In [1]:
import pandas as pd
import numpy as np
import networkx as nx
import matplotlib.pyplot as plt

Learning goal: To consider effective implementations of nearest neighbor search. 

Consider the nearest neighbor search problem: Given a dataset of n objects $X = {x_1,...,x_n}$ and a query object $q$, we want to find the object $x∗ \in X$ that minimizes the distance $d(q, x)$, that is,

$$d(q, x∗) \le d(q, x) \quad \forall x \in X. \quad (1)$$

Assume that computing the distance function d is very expensive. Assume now that we are able to define another distance function $d_{LB}$, which is a lower bound of distance $d$. This means that for all pairs of objects x and y it should be 

$$d_{LB}(x, y) \le d(x, y) \quad (2) $$

Furthermore, assume that computing $d_{LB}$ is significantly more efficient than computing d.

(a) Write pseudocode of an algorithm for the nearest neighbor search using distance d.

```
def d(x, y):
    # expensive distance function
    return <d_value>

def NearestNeighborSearch(X, q):
    min_distance = inf
    nearest_neighbor = None

    for each object x_i in X:
        dist = d(x_i, q)
        ff dist < min_distance:
            min_distance = dist
            nearest_neighbor = x
    return nearest_neighbor
```

(b) Explain how to use the lower-bound distance dLB to speed up the search algorithm of the previous part. Write pseudocode for the modified search algorithm.

We can use the Lower Bound distance to enable Early Stopping 

If the lower-bound distance $d_{LB}(x, q)$ for an object x is larger than d(y, q), where y is another object, then x cannot be nearer to q than y is due to the inequality 

$$ d(x, q) \ge d_{LB}(x, q) > d(y, q)  $$
Therefore, we can skip computing d(x, q). 

How to incorporate the lower-bound distance into the search algorithm?:

First, we compute the lower-bound distance for all objects in X. Then, we sort the objects in X according to their lower-bound distances, and call it X_sorted. Finally, we use X_sorted to perform the nearest neighbor search. If the lower-bound distance of an object x_i during the search is larger than the current true distance of the current nearest neighbor, then we can stop the search, since we know that all remaining objects in X_sorted are farther away from q than the current nearest neighbor due to the inequality above

The pseudocode: 

```
def d(x, y):
    # expensive distance function
    return <d_value>

def d_LB(x, y):
    # cheap lower bound distance function
    return <d_LB_value>

def NearestNeighborSearchLB(X, q):
    """
    Arguments:
        X: Data set of N objects {x1,...,xn}
        q: Query object
    Return:
        x*: Object in X that is nearest to q based on distance d  
    """
        
    # Initialize an array to store the lower-bound distances
    X_dLB = [] 
    
    # compute lower-bound distances
    for each object x_i in X:
        dist_LB = d_LB(x_i, q)
        X_dLB.append(dist_LB)
    
    # sort the objects in X according to their lower-bound distances
    X_zip_dLB = zip(X, X_dLB)
    X_zip_dLB_sorted = sorted(X_zip_dLB, key=x[1]) # sort X by dLB

    min_distance = inf
    nearest_neighbor = None

    # We perform the search on the sorted X based on dLB
    for each tuple x_i, dLB in X_zip_dLB_sorted:
        if dLB > min_distance:
            break 
            # early stopping, since all remaining objects are 
            # farther away than the current nearest neighbor
        
        # Important: only calculate d if dLB <= min_distance
        dist = d(x_i, q)
        if dist < min_distance:
            min_distance = dist
            nearest_neighbor = x_i
    
    return nearest_neighbor
```

(c) What is a desirable property for the lower-bound distance dLB to be as
effective as possible for the modified algorithm? Explain why.

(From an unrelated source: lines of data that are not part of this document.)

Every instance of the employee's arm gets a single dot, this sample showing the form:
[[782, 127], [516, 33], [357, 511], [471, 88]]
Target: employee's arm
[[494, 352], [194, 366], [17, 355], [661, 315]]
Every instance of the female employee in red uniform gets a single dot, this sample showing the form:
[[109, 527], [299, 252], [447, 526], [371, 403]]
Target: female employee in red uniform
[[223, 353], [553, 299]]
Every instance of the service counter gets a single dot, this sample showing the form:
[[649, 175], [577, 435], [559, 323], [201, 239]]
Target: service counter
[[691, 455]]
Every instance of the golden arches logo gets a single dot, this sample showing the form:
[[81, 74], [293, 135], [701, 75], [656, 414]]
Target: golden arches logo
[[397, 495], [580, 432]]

Three properties are desirable for the lower-bound distance dLB to be as effective as possible for the modified algorithm:

1. The lower-bound distance should be as close as possible to the true distance. Good $d_{LB}$ will help as early as possible pruning data points that are far away from the query point.

2. The lower-bound distance should be as cheap as possible to compute. Otherwise, the cost of computing the lower-bound distance will be too high and will not help to speed up the search.

3. The lower-bound distance should be unique for each object as much as possible. Otherwise, the sorting step becomes trivial and we cannot carry out much pruning.